My life is good and when I think about how I could be weary when I am so blessed it makes it worse. I wonder how I can struggle when all my needs are met. I have a loving husband, the daughter I prayed so long for, a nice place to live, food, clothing. You get the picture.
I have been tired, had a lack of energy and feel like life has been passing me by. There have been request for outings, request for meals for new babies and I have let it all pass me by. I hate that I couldn't step up, but I didn't feel like I could not take on one more thing. Sigh.
Fast forward to Friday... I wasn't sure I could do it. You know, fake it till you make it. I was drained. I had a headache, four kids to care for and an outing planned. I felt like crying, but instead I prayed. I called out to my Savior and layed it all out.

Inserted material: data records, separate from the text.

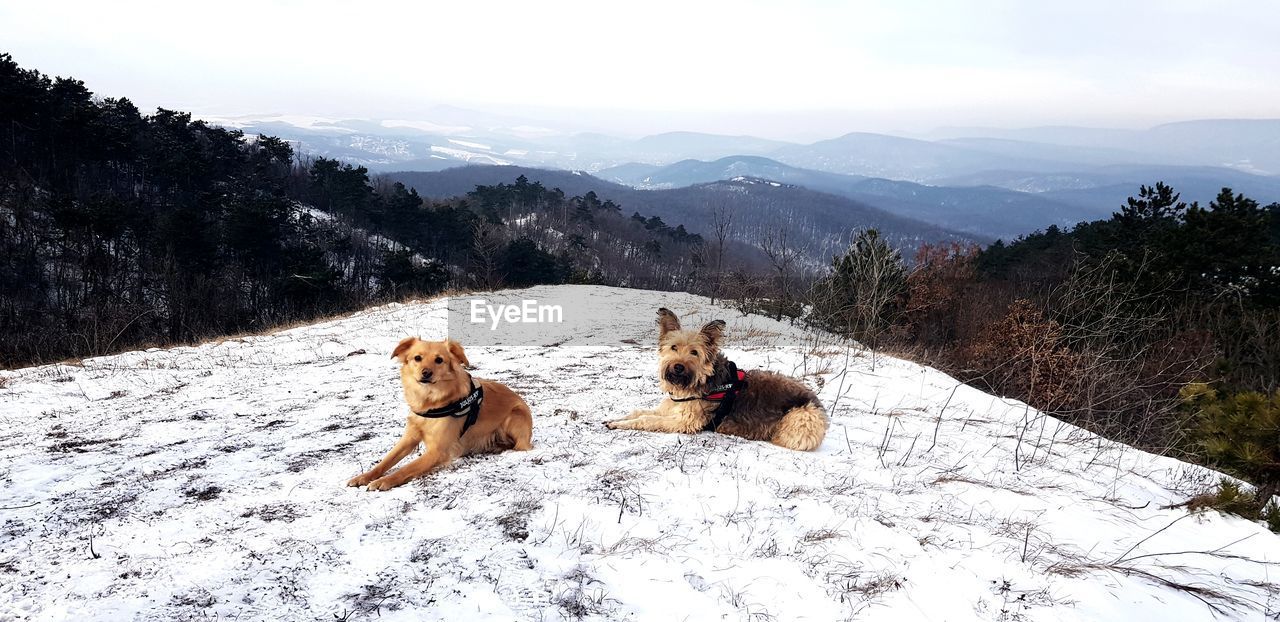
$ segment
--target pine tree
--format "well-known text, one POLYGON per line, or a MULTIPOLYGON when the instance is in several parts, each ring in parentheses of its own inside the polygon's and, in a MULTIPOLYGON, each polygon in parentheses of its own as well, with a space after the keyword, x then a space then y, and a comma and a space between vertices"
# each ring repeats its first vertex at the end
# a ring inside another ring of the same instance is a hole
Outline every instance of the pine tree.
POLYGON ((906 286, 902 256, 880 232, 867 229, 818 283, 814 314, 827 328, 874 347, 901 306, 906 286))
POLYGON ((1181 396, 1197 418, 1200 447, 1218 467, 1258 487, 1259 509, 1280 491, 1280 390, 1219 395, 1195 383, 1181 396))
POLYGON ((1280 247, 1271 240, 1271 218, 1257 201, 1230 188, 1223 188, 1207 209, 1191 206, 1171 250, 1181 260, 1184 279, 1246 297, 1280 289, 1275 269, 1280 266, 1280 247))
POLYGON ((449 282, 449 272, 440 262, 423 262, 406 249, 383 252, 378 272, 382 290, 392 295, 434 294, 449 282))
POLYGON ((564 283, 569 278, 568 266, 529 238, 507 244, 499 264, 506 283, 512 287, 564 283))
POLYGON ((1155 186, 1141 186, 1138 198, 1129 197, 1116 220, 1134 229, 1145 229, 1152 224, 1176 222, 1187 211, 1187 204, 1179 201, 1182 195, 1158 181, 1155 186))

Come to Me, all you who labor and are heavy laden, and I will give you rest. Take My yoke upon you and learn from Me, for I am gentle and lowly in heart, and you will find rest for your souls. For My yoke is easy and My burden is light. Matthew 11:28-30
I am thankful that He not only listens to my cries but answers them.
As I write this it is almost three. I am watching the baby sleep and the big kids playing. I felt like crying again. This time tears of thankfulness. My Lord has taken my burden, my weariness, and given me a day filled with delight.
I was brave and not only took the kids to a Silly Safari program but also inside Chick-fil-A for lunch. The kids were well behaved, funny and loving. They told me mutliply times they love me and someone gave me a heartfelt compliment. I am still weary but I feel like my spirit is being renewed.
But those who wait on the Lord shall renew their strength; They shall mount up with wings like eagles, They shall run and not be weary, They shall walk and not faint. Isaiah 40:31
May your day be filled with joy and contentment!